Stockton residents urged to keep getting Covid-19 tests to control spread of the virus
Too few people are coming forward for covid-19 tests in Stockton amid continued concern over the potential impact of the Indian variant of the virus which has taken hold in some parts of the country.
Too few people are coming forward for covid-19 tests in Stockton amid continued concern over the potential impact of the Indian variant of the virus which has taken hold in some parts of the country.
Sarah Bowman-Abouna, the borough’s director of public health, told a health and wellbeing board meeting that testing activity in the town was “quite low”.
She said: “We need to continue to encourage people to get tested where they don’t have symptoms.”
Ms Bowman-Abouna said the North-East as a whole had seen a high rate of increase in the Indian covid variant, but actual numbers of positive cases involving the variant were small.
Figures published last week by Public Health England showed there were 19 covid cases where the Indian variant was present, representing 1.5% of all cases in the North-East, with the organisation due to provide another update imminently.
In Stockton there were 32 positive covid cases in the past seven days, an infection rate of 16.2 per 100,000 population with one covid-related death also being recorded.
This compared to 16.6 across the Tees Valley and a rate of 18.6 per 100,000 in the North-East – placing Stockton fourth highest from 12 local authority areas.
Infection rates were substantially higher in Middlesbrough (34) – where there has been a recent doubling of cases, Newcastle (39.6) and North Tyneside (42.3).
Ms Bowman-Abouna referred to several community testing sites operating in the borough and said work was ongoing to promote the uptake of tests.
Meanwhile, more people were choosing to take tests home as part of a ‘community collect’ service, she said.
On the Indian variant, Ms Bowman-Abouna said: “We know that it is more infectious than the current dominant strain, the Kent variant, but we don’t know how much more and that is the key thing that is being researched nationally.

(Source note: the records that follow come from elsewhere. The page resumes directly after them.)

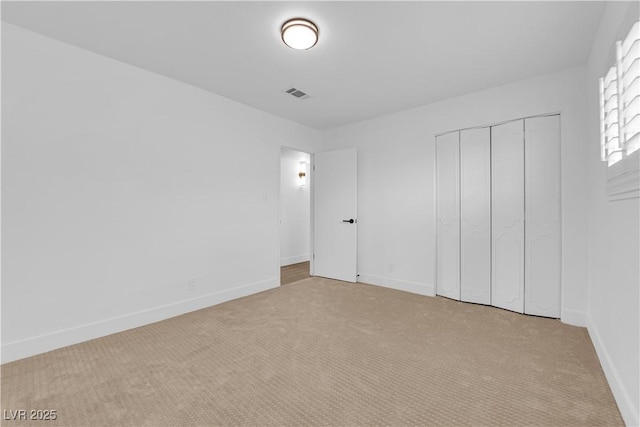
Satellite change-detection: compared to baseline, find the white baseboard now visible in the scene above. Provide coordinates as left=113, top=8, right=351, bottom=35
left=560, top=309, right=587, bottom=328
left=358, top=273, right=436, bottom=297
left=280, top=254, right=310, bottom=267
left=2, top=278, right=279, bottom=363
left=586, top=316, right=640, bottom=426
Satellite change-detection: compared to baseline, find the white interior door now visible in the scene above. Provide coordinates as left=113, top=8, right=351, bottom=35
left=491, top=120, right=524, bottom=313
left=313, top=149, right=358, bottom=282
left=524, top=115, right=561, bottom=318
left=460, top=127, right=491, bottom=304
left=436, top=132, right=460, bottom=300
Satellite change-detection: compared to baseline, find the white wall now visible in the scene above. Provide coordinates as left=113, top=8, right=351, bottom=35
left=2, top=23, right=322, bottom=362
left=586, top=2, right=640, bottom=426
left=280, top=148, right=311, bottom=266
left=323, top=67, right=587, bottom=325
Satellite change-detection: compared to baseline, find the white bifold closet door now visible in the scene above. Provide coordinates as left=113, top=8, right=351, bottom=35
left=524, top=115, right=561, bottom=317
left=460, top=127, right=491, bottom=304
left=436, top=132, right=460, bottom=300
left=491, top=120, right=524, bottom=313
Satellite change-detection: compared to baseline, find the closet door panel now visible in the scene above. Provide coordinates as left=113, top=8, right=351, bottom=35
left=460, top=127, right=491, bottom=304
left=436, top=132, right=460, bottom=300
left=524, top=115, right=561, bottom=318
left=491, top=120, right=524, bottom=313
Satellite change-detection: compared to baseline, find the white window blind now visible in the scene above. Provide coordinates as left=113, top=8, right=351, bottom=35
left=616, top=22, right=640, bottom=156
left=600, top=21, right=640, bottom=201
left=600, top=22, right=640, bottom=166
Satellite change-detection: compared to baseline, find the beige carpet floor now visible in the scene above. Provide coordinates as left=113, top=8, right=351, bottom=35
left=1, top=278, right=622, bottom=426
left=280, top=261, right=311, bottom=285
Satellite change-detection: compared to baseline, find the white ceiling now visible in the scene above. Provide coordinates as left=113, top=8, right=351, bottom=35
left=2, top=1, right=604, bottom=130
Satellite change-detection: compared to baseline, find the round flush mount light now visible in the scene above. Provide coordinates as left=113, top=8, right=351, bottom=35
left=280, top=18, right=318, bottom=50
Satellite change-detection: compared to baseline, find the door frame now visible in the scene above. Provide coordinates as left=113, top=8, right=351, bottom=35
left=276, top=144, right=315, bottom=286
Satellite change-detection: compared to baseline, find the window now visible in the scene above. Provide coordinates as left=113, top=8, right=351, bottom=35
left=600, top=21, right=640, bottom=200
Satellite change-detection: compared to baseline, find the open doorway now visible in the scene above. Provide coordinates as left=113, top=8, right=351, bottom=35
left=280, top=147, right=311, bottom=285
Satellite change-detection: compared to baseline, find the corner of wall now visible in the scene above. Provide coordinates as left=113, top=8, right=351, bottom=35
left=586, top=315, right=640, bottom=426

“We are also not clear yet on the impact and effectiveness of the vaccine on it, although the initial signs are positive.”
Councillor Luke Frost claimed there was an issue with testing in workplaces and also questioned the location of some community testing sites.
Panel chairman, Councillor Jim Beall said: “We can’t put a testing facility on every corner and are trying to put them where they will be best strategically.
“There is the opportunity of going online, I did – it’s relatively straightforward – and literally the next day there it was with the postman, it was quicker than Amazon.”
Mrs Bowman-Abouna said most covid cases were now in younger age groups such as school children and young adults.
She said the over 60s category, who were among the first to be vaccinated, was now seeing really low numbers of virus cases.
While the vaccination roll-out has been widely deemed to be a success, Dr Jonathan Slade, NHS England’s medical director in the North-East and Cumbria and a Teesside GP, said “substantial numbers” of people in vulnerable groups had still to be jabbed against the virus with most residing in deprived communities and areas of high ethnicity.
Mrs Bowman-Abouna said the Tees Valley Clinical Commissioning Group were leading on a vaccine inequalities plan for the area.
This involved clinics being held for asylum seekers and the migrant population, along with individuals who were homeless.